Seven in 10 people over the age of 50 have some degree of memory loss and more than half have a friend or family member whose memory is failing.
The research, commissioned by nutritional supplement brand Equazen, also found that almost three-quarters (72 per cent) of those aged over 50 worried about their memory and cognitive health and most feared losing their faculties more than their health.
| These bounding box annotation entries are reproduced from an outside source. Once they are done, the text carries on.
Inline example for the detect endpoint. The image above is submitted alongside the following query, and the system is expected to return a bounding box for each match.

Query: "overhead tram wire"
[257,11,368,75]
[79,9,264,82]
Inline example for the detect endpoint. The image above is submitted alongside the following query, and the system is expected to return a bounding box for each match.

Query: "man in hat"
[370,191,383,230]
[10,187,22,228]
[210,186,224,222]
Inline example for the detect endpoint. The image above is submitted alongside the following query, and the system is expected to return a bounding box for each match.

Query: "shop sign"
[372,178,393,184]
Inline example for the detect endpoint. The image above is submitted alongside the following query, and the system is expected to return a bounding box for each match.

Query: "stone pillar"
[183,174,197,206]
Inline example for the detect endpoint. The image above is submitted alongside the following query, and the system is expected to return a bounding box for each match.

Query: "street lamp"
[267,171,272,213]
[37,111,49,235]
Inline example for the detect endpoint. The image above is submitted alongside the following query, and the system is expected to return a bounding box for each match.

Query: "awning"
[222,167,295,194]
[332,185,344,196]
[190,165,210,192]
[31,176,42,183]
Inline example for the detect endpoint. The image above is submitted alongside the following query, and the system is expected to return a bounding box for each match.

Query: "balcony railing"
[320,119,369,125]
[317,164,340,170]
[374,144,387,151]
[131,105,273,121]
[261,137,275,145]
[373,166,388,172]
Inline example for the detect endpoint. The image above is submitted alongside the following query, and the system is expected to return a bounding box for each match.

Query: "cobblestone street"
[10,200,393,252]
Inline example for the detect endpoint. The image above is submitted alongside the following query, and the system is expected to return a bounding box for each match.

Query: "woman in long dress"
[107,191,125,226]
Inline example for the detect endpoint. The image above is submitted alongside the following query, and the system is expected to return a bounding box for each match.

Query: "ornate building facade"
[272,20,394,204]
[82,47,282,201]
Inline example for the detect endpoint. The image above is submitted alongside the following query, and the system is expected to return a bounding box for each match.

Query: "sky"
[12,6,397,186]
“Research suggests we are instinctively aware of this early-onset of memory problems. Almost three out of four (73 per cent) of those questioned said they worried about their recall and cognitive health, with one in eight (13 per cent) admitting it was often a concern,” explains Dr Emma Derbyshire, public health nutritionist and Equazen advisor. “Two out of five (40 per cent) are taking steps to try to maintain their cognition, with the most popular strategies being crosswords and puzzles (76 per cent), a healthy diet (75 per cent) and regular exercise (57 per cent).”
However, only one in 10 said they took supplements claiming to aid brain function, despite evidence that omega-3 can help stall memory loss. One randomised control trial of 485 healthy adults aged 55 or older found that those who took 900mg a day of the omega-3 DHA significantly improved immediate and delayed verbal recognition memory scores after 24 weeks. Another found that taking 3g of omega-3 fish oil daily for five weeks led to significant improvements in working memory.
Almost nine out of 10 (89 per cent) of participants knew that oily fish is a good source of omega-3, while only a third (34 per cent) were confident they got enough omega-3 from their diet.